I spent Friday morning visiting Town Quay and Mayflower Park Southampton. A few large ships were in port. Including the Queen Victoria – One of the Cunard fleet. The liner has a crew of 913 and can accommodate 2,061 passengers.

Red Funnel Ferries – Services run from Town Quay Southampton to Cowes on the Isle of Wight. The ferry takes about an hour and the fast jet passenger service takes just under 30 minutes.

I set my camera on the ground scattered some bird seeds – pressed record and waited.

A surprise sighting was a lone Giullemott fishing off the end of Town Quay. A bird I have seen often along our coasts but only in areas where there are stretches of steep cliffs. Considered a common bird and found in large breeding colonies. They come to land only to nest, spending the rest of their lives at sea.

Stoney Cross.

A walk across Stoney Cross around the edge of the WW2 airfield today’s nature walk gave a few gifts, although no deer sightings today.

Large flocks of “Fieldfare” were everywhere but not keen to stay for me to take a photograph or two! Fieldfares are large and colourful thrush. They are social birds, wintering in the UK. Flocks can be ten or twenty birds to several hundred strong. The flocks are noisy and the birds chuckle as they fly between trees looking for the best berries. Finally today and after trying for the last 3 weeks I got a couple of shots.

The Devil’s Fingers fungus  [Clathrus archeri], this rare fungus I posted pictures of a few weeks ago has now gone over but others have now grown.
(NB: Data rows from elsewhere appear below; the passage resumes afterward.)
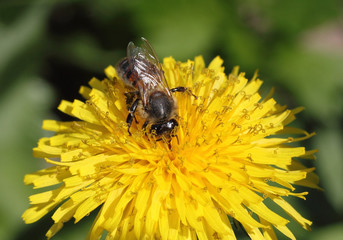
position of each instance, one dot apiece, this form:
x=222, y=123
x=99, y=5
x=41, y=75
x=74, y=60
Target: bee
x=141, y=71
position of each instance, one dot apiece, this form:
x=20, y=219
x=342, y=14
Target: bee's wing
x=145, y=64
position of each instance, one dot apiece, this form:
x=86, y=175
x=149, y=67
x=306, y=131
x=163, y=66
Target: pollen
x=228, y=159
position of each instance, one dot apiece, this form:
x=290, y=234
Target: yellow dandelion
x=230, y=155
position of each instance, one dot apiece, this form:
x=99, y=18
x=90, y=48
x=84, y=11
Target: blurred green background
x=49, y=48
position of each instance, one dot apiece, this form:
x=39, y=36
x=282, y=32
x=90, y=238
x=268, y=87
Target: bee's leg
x=183, y=89
x=131, y=114
x=145, y=124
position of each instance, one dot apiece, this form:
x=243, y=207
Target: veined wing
x=147, y=69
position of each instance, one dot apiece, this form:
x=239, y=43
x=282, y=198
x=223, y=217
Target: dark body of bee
x=142, y=72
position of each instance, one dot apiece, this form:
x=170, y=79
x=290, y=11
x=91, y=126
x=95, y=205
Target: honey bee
x=141, y=71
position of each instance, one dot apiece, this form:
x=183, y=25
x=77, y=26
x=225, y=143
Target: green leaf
x=22, y=111
x=329, y=141
x=334, y=231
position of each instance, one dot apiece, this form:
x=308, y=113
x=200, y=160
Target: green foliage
x=60, y=45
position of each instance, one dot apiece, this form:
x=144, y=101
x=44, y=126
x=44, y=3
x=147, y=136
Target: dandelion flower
x=230, y=161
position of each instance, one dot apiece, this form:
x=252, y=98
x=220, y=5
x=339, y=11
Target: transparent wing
x=146, y=67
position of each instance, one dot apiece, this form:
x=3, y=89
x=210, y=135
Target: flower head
x=229, y=156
Another fungus spotted was a Yellow Stagshorn – {Calocera viscosa} – It is a Jelly Fungus which grows on decaying conifer wood, typically stumps and roots. This was a 1st for me this year.

Canal walk.

A muddy walk along the Titchfield Canal. The canal is a two-mile watercourse between the village of Titchfield and the coast at Titchfield Haven.  Starting at the sea I quite like the wall art that had appeared on the back of the toilet block. In my view one up on some of the so-called tags which are appearing everywhere and I am told is art.

A few of the birds I spotted along the route.

A Robin heron and Blackbird.

Where bombs fell.

Today was an open-heath walk within the former World War 2 bombing range on Ashley Heath near the village of Godshill and 5 miles northwest of Lyndhurst The range was used by aircraft from the Aeroplane & Armament Experimental Establishment at RAF Boscombe Down, nr Salisbury. The range was used for training and testing, all types of munitions fired or dropped from British aircraft were tested here first, except live incendiaries due to the fire risk. Barnes Wallis’s prototype Bouncing bombs used in Operation Chastise by the Dambusters and the Grand Slam bomb were tested on the site. Several different types of targets were built on the range including air-to-ground attack, mock ship targets, aircraft pens, gun emplacement, bomb fragmentation areas, and what is said to have been some Submarine pens. There were two small grass airstrips, observation shelters, and towers. The site was used both in daylight and night targets were illumination targets specifically for night bombing practice.

Our walk today was the 1st in this area of the New Forest with the aim of seeing the remains of a large target. Known as target number 2.

The shape of the target is visible from the ground the concrete wall around the target was removed for construction materials in the 1970’s

Many small ponds are on the heath most are water-filled bomb craters.